Ulrich Hartl, a Max Planck Investigator and longtime friend of Sue Lindquist, captured the feelings of many by telling us, “We are not only losing an eminent leader of the field but also a warm-hearted and generous colleague and an advocate for young scientists. She will live on in our memories and through her fundamental contributions to science.”
Sue loved the two-steps-forward-one-step-back process of scientific discovery as much as she loved dancing. She was an eternal optimist. By seeing through hazy data to make discoveries like few others could, she trained numerous scientists, providing the inspiration that would convince someone to pursue science for a lifetime.
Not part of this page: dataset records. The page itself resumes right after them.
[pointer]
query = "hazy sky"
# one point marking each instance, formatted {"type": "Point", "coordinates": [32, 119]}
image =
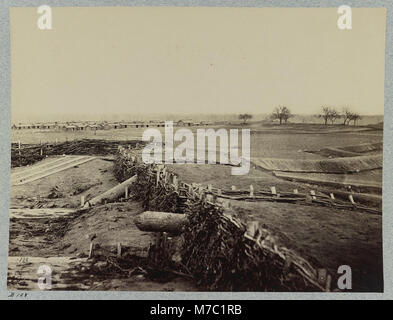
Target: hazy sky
{"type": "Point", "coordinates": [209, 60]}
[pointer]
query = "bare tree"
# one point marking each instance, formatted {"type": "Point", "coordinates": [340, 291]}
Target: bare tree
{"type": "Point", "coordinates": [245, 117]}
{"type": "Point", "coordinates": [281, 113]}
{"type": "Point", "coordinates": [346, 115]}
{"type": "Point", "coordinates": [325, 114]}
{"type": "Point", "coordinates": [334, 115]}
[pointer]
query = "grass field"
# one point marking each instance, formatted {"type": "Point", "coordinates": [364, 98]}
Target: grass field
{"type": "Point", "coordinates": [270, 141]}
{"type": "Point", "coordinates": [330, 237]}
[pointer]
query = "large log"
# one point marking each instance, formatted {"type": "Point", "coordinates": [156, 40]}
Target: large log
{"type": "Point", "coordinates": [112, 194]}
{"type": "Point", "coordinates": [161, 221]}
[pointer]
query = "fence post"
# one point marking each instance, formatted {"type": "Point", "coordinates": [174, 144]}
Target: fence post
{"type": "Point", "coordinates": [251, 190]}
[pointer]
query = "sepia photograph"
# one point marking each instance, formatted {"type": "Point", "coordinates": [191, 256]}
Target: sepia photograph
{"type": "Point", "coordinates": [196, 149]}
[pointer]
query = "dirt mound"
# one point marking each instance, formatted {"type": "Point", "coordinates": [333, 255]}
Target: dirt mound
{"type": "Point", "coordinates": [351, 151]}
{"type": "Point", "coordinates": [337, 165]}
{"type": "Point", "coordinates": [31, 153]}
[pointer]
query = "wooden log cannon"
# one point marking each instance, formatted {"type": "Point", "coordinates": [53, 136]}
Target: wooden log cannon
{"type": "Point", "coordinates": [112, 194]}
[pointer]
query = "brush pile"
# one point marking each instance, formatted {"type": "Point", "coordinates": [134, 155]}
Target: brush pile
{"type": "Point", "coordinates": [219, 251]}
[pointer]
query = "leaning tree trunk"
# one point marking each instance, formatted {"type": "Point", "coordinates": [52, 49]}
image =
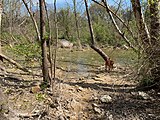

We close with a fond memory. Sue, like many gifted people, was a bit absentminded when it came to practical things. One memorable event unfolded at the 2006 Protein Folding in the Cell meeting in Saxtons River, Vermont. One of us, Morimoto, had picked up Sue at her home in Boston, and together with Betty Craig and Carol Gross of the University of California, San Francisco, enjoyed the two-and-a-half-hour drive to Vermont accompanied by laughter and discussions among longtime friends. Arriving at Saxtons River, we discovered that Sue had left her computer at home. Thinking that we would catch some of the Boston colleagues coming up to Saxtons River, we quickly made a number of calls, but to no avail, as they were already en route. At this point, with a fair amount of commotion, it was discovered that Patricia Clark of Notre Dame University had grown up nearby in New Hampshire and that her dad flew a helicopter and had one in his yard. In quick course, it was arranged for the computer to be delivered to Hanscom Field near Boston and brought to the meeting by Patricia’s dad. The next morning, just when the meeting participants were gathered outside for a coffee break, we heard the characteristic sound of a helicopter as it got closer and closer and finally landed in the adjacent open field. Even though Sue had hoped that this step in the process would be discreet, all the participants watched in amazement as Sue retrieved her computer. This contributed further to her larger-than-life persona.
Rest in peace, dear friend — you are sadly missed.